WADA: IAAF knew of Russian doping scandal, corruption
A report by the World Anti-Doping Agency’s independent commission uncovered staggering levels of corruption within the International Association of Athletics Federation, track and field’s world governing body.
The report was commissioned by former WADA president Dick Pound and focused on bribery and cover-ups of senior officials as well as a leaked data base of blood tests.
It concluded that there was no way members of the IAAF Council, which included current president Sebastian Coe, could have been unaware of the extent of doping and non-enforcement of the rules in track and field. Coe was in attendance at the press conference in Munich, Germany on Thursday.
“It is increasingly clear that far more of the IAAF staff knew about the problems than has currently been acknowledged,” the report said. “It is not credible that elected officials were unaware of the situation affecting athletics in Russia. If, therefore the circle of knowledge was so extensive, why was nothing done? Quite obviously, there was no appetite on the part of the IAAF to challenge Russia.”
Despite having knowledge of what may have taken place within the IAAF, Pound backed Coe's standing as IAAF president.
“I can't think of anyone better than Lord Coe,” Pound said.
“I don’t want to lay failures of entire council and lack of proper governance council at feet of one individual,” he added.
This is the second commissioned report after the first was unveiled in Geneva, Switzerland in November and recommended a ban for Russian athletes from international competition due to signs of systemic doping in the country. The IAAF acted and Russia is in danger of being barred from competing at the 2016 Olympics in Rio de Janeiro in August.
French authorities also launched a criminal investigation into former IAAF president Lamine Diack of Senegal and Gabriel Dollé, the IAAF’s former anti-doping chief.
“The disruption of the federation emanated from the very top, the president Lamine Diack,” Richard McClaren of the WADA commission said.
A French prosecutor announced that bundles of cash were found in a safe in Dolle's home as well as 1.8 million euros in the bank account of the former Russian Athletics Federation chief Valentin Balakhnichev.
In the report released on Thursday, Diack said that he would need to cut a deal with Russian president Vladimir Putin to ensure nine Russian athletes accused of doping would not compete at 2013 IAAF world championships, which were held in Moscow. The Russian rights for the television broadcast of the world championships jumped from $6 million to $25 million and provided by a Russian bank. The report also says lawyer Habib Cissé was hand-picked by Diack to examine Russian doping cases although he had little experience with anti-doping measures.
Dolle was banned from track and field for five years after the findings of an IAAF ethics commission found he had a role in subverting the anti-doping testing system and extorted money from the marathon runner Liliya Shobukhova.
Diack’s son, Papa Massata Diack, previously served as the IAAF marketing consultant and was banned for life over the cover-up allegations with ties to the Russian doping.
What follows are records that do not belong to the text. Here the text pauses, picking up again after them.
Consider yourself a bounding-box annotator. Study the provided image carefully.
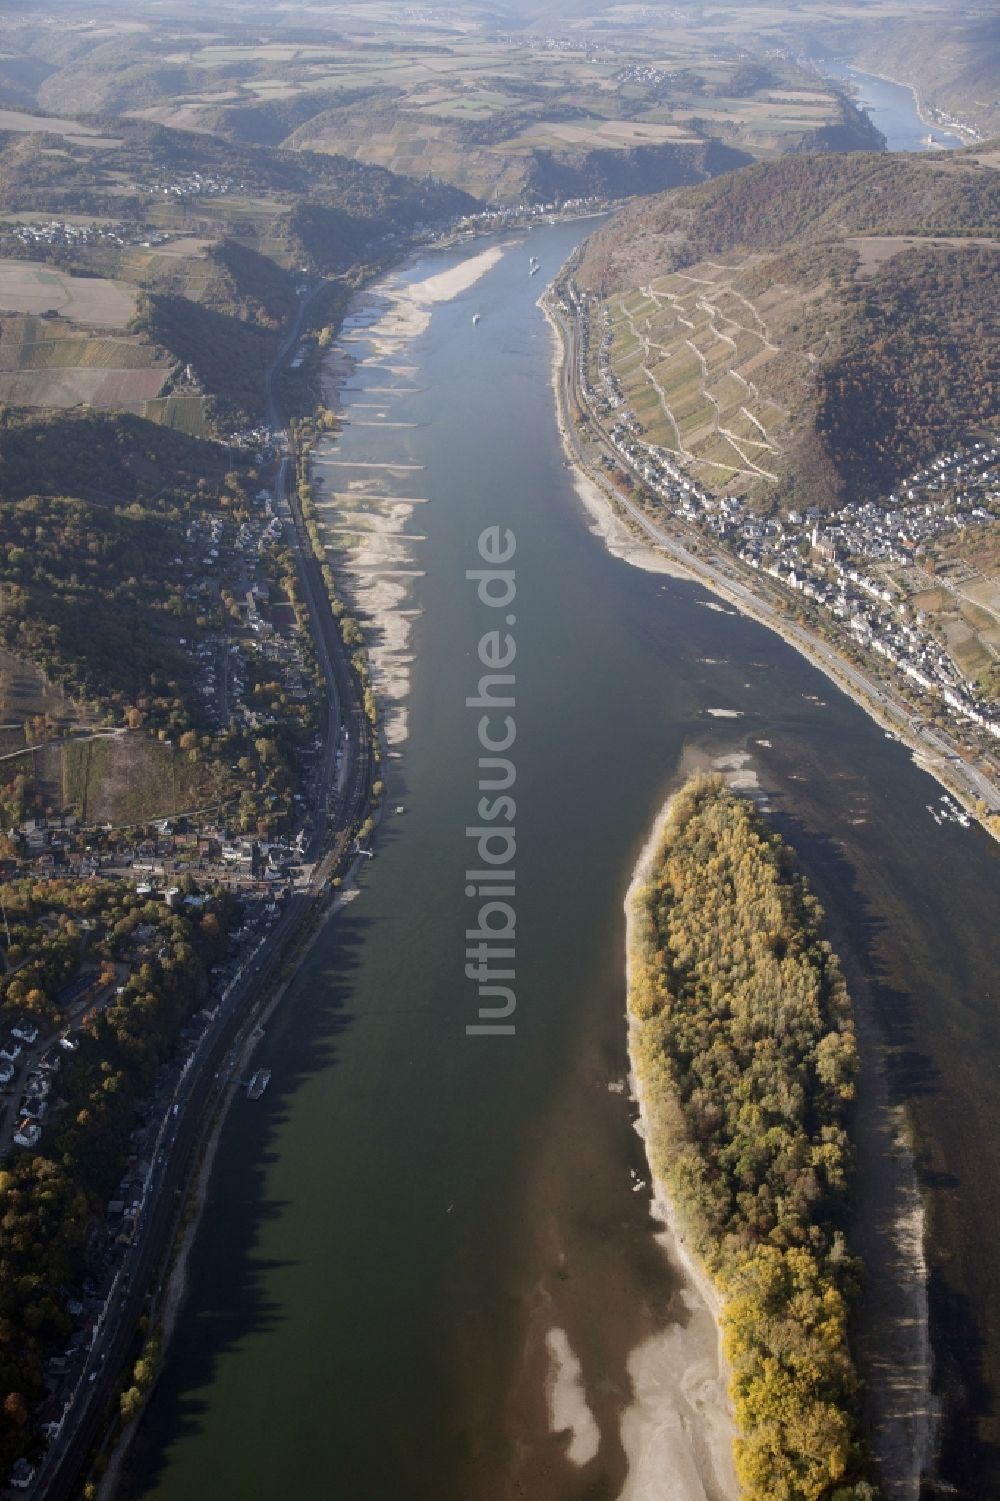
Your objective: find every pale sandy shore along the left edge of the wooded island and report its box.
[620,796,739,1501]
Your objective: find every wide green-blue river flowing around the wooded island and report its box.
[126,187,1000,1501]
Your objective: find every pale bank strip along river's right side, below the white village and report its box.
[539,288,1000,842]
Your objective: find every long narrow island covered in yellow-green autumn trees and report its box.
[629,776,878,1501]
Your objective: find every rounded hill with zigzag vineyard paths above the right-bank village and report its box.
[578,150,1000,507]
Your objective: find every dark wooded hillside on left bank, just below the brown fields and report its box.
[0,417,240,731]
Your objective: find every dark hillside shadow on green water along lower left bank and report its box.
[117,911,369,1498]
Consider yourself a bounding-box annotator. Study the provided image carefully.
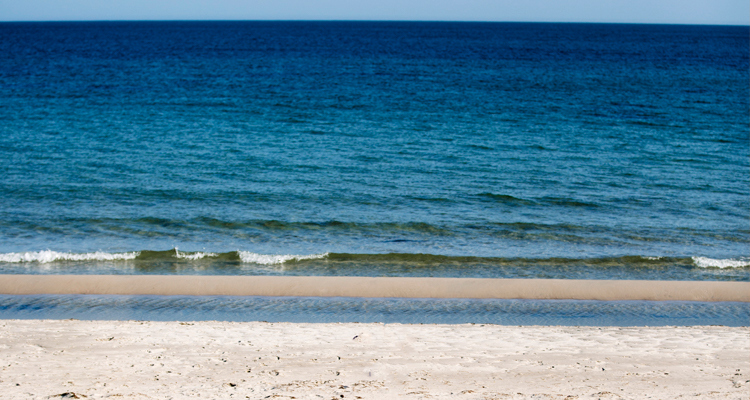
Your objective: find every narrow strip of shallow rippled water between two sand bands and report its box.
[0,295,750,326]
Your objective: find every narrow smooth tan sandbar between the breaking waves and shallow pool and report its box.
[0,275,750,302]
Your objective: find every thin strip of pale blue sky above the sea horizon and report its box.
[0,0,750,25]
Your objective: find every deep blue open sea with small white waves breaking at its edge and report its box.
[0,21,750,319]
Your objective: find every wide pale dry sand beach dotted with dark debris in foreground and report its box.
[0,320,750,399]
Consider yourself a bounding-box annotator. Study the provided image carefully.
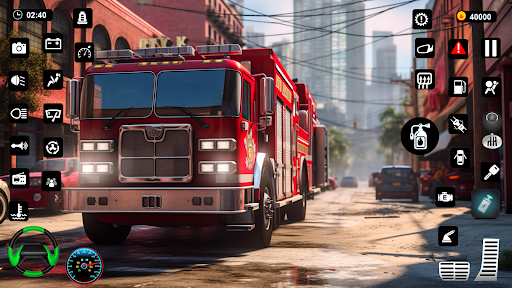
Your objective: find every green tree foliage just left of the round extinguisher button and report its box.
[379,106,407,156]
The WADA report also concluded that he extorted money from Olympic 1,500-meter champion Asli Cakir Alptekin to cover up abnormalities in her biological passport.
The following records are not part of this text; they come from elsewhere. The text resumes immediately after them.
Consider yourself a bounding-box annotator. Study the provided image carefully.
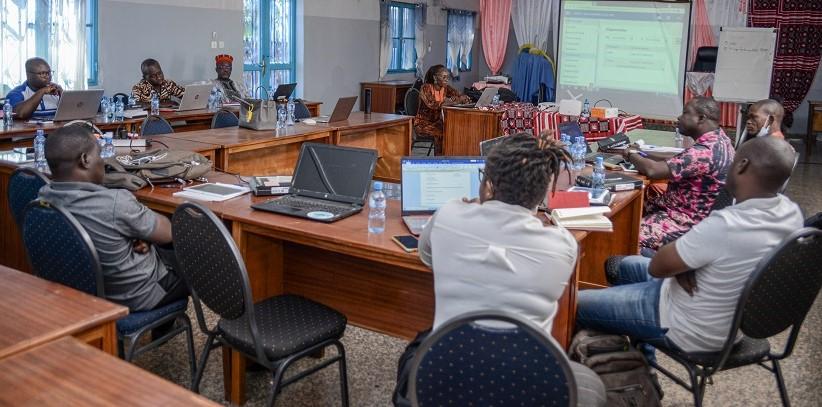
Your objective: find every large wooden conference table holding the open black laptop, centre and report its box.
[130,173,643,403]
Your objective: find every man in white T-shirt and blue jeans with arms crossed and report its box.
[576,137,802,358]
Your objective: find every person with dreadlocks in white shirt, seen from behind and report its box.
[394,133,605,406]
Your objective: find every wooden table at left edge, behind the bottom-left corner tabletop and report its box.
[0,266,128,358]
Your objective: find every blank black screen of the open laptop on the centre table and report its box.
[290,143,377,204]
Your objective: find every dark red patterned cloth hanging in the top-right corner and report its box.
[748,0,822,115]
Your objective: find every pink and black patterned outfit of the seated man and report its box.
[639,128,734,250]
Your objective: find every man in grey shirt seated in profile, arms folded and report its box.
[40,126,188,311]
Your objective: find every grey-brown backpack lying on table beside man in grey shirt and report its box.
[103,150,211,191]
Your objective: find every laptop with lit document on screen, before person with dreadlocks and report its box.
[400,157,485,235]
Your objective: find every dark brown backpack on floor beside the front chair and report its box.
[569,330,661,407]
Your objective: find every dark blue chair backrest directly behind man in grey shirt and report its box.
[23,201,105,297]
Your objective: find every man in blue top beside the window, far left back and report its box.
[6,58,63,120]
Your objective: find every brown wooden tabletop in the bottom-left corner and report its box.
[0,338,219,407]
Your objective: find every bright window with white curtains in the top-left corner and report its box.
[0,0,98,95]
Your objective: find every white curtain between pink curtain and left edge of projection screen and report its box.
[511,0,559,52]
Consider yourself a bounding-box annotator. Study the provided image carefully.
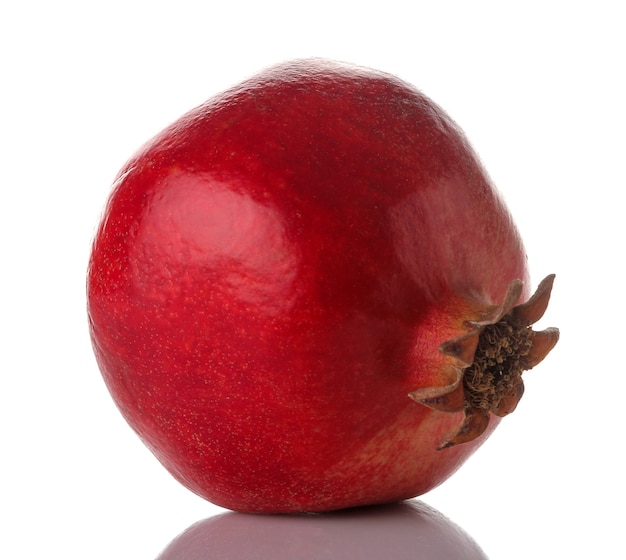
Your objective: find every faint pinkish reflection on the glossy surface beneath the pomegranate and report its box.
[158,502,487,560]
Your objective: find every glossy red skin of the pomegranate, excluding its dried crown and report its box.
[88,60,527,512]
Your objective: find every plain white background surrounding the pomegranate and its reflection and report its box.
[0,0,626,560]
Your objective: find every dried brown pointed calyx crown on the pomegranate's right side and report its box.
[409,275,559,449]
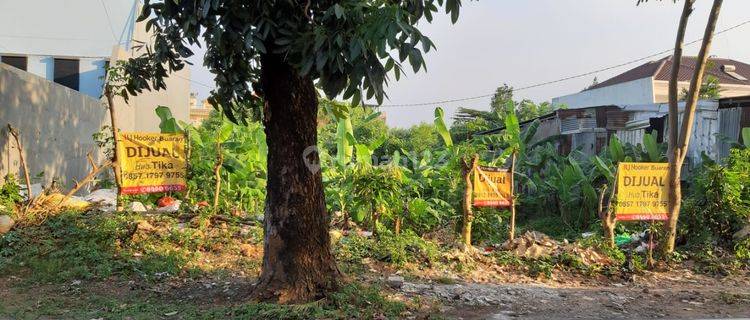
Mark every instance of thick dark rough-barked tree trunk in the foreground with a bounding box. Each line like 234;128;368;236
253;55;340;303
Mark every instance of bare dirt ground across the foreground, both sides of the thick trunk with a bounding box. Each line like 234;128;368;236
0;214;750;320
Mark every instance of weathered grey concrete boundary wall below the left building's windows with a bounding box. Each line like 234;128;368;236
0;63;109;186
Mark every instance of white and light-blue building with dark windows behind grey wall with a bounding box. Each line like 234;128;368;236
0;0;190;127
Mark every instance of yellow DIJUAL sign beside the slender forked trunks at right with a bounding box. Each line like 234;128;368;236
615;162;669;221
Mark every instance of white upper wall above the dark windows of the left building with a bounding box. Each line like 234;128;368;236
0;0;140;58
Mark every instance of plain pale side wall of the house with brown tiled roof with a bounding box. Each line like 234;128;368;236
552;77;654;109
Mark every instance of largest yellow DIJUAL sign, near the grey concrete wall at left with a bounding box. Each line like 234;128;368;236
118;132;187;194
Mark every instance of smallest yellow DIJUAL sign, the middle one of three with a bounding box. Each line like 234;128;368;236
473;166;513;207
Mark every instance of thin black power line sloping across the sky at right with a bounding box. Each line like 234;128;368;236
379;20;750;108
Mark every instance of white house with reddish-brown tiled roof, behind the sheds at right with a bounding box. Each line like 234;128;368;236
552;56;750;109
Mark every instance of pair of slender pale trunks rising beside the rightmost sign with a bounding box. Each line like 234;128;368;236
664;0;723;253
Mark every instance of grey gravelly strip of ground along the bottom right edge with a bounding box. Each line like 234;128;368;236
429;284;750;319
Khalil Diack was also involved in the extortion, which the report concluded that the brothers “committed fraud by representing themselves as being able to cover up (a doping) rule violation.”
Interpol issued a global red notice that Massata Diack is wanted for questioning in France on Wednesday morning.
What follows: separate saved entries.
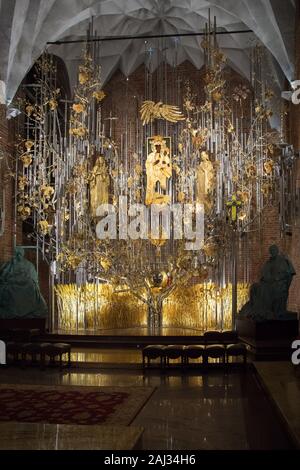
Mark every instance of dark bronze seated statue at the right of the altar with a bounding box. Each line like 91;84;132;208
240;245;296;321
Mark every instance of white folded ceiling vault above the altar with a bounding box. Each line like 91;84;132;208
0;0;295;103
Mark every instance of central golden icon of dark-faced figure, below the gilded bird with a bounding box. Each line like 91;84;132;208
146;136;172;205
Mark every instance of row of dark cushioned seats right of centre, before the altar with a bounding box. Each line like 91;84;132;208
143;343;247;368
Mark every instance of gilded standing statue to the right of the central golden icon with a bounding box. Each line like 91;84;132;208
196;152;215;205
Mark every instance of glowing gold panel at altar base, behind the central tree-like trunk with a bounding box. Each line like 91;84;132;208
55;283;249;331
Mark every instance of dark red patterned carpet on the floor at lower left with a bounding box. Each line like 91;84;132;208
0;384;154;426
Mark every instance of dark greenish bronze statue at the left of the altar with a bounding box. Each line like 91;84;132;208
0;248;48;319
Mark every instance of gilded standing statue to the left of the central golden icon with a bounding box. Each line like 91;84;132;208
90;155;110;217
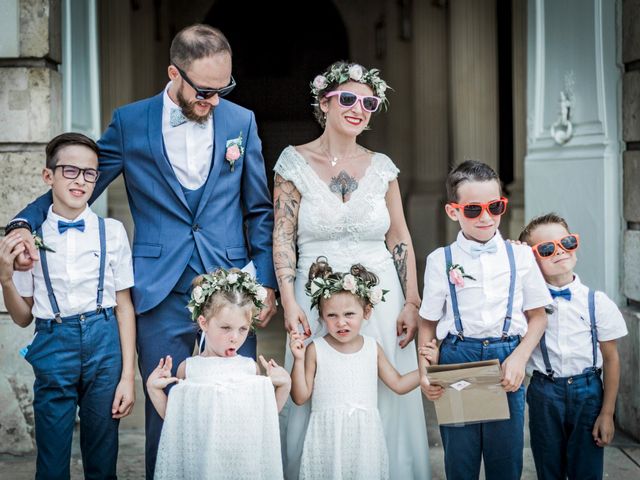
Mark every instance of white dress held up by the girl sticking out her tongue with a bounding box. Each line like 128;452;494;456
154;356;282;480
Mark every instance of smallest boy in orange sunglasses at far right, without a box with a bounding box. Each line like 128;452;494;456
520;213;627;479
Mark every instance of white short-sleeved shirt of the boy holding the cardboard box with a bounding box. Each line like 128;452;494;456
420;232;551;339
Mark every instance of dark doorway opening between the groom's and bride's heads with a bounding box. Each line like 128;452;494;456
204;0;349;181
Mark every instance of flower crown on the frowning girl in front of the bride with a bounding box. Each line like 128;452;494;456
305;257;389;308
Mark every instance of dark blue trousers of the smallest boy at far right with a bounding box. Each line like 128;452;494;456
527;372;604;480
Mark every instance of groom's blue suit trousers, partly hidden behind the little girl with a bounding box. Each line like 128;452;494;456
136;290;256;479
French prosecutor Éliane Houlette shared an update on Thursday afternoon after the WADA report which focused on bribery, corruption and laundering charges against Diack, Dollé and Cissé..
The second report also noted that Ukraine, Kenya, Morocco and Spain presented a high prevalence of suspected blood doping but it was also difficult to conduct out of competition testing in those countries.
There is a doping problem in Kenya, where more than 40 athletes have tested positive for performance-enhancing drugs over the last two years. Kenya topped the medal table at the 2015 world championships with 16 medals and seven gold.
On Monday, documents were shared with the Associated Press that showed senior IAAF officials had knowledge about Russian blood doping as early as 2009. The blood levels were so high that athletes were in danger of dying.
Reports of corruption and doping cover-ups were first raised by The Sunday Times and German broadcast TV station ARD before the Coe succeeded Diack as president. Coe called the allegations a “war on my sport.”
The report determined that WADA does not express the same views The Sunday Times expressed that the IAAF was inadequate in responding to blood doping. Pound said the blood value data published by The Sunday Times could not determine for doping sanctions since data was incomplete.
Coe served as IAAF vice president under Lamine Diack for seven years. As the inner workings by the IAAF over the years have been revealed, Coe has expressed his shock and innocence amid corruption allegations.
Coe's former press secretary, Nick Davies, was criticized in the report for failing to share 'knowledge of Russian skeletons in the cupboard' in meeting with the commission.
Pound was asked whether the IAAF remains an “organization in denial” under Coe.
“Yes, of course there was a cover-up and delay and all sorts of things,” Pound replied. “Acknowledge this. If you can't acknowledge it you are never going to get past it.”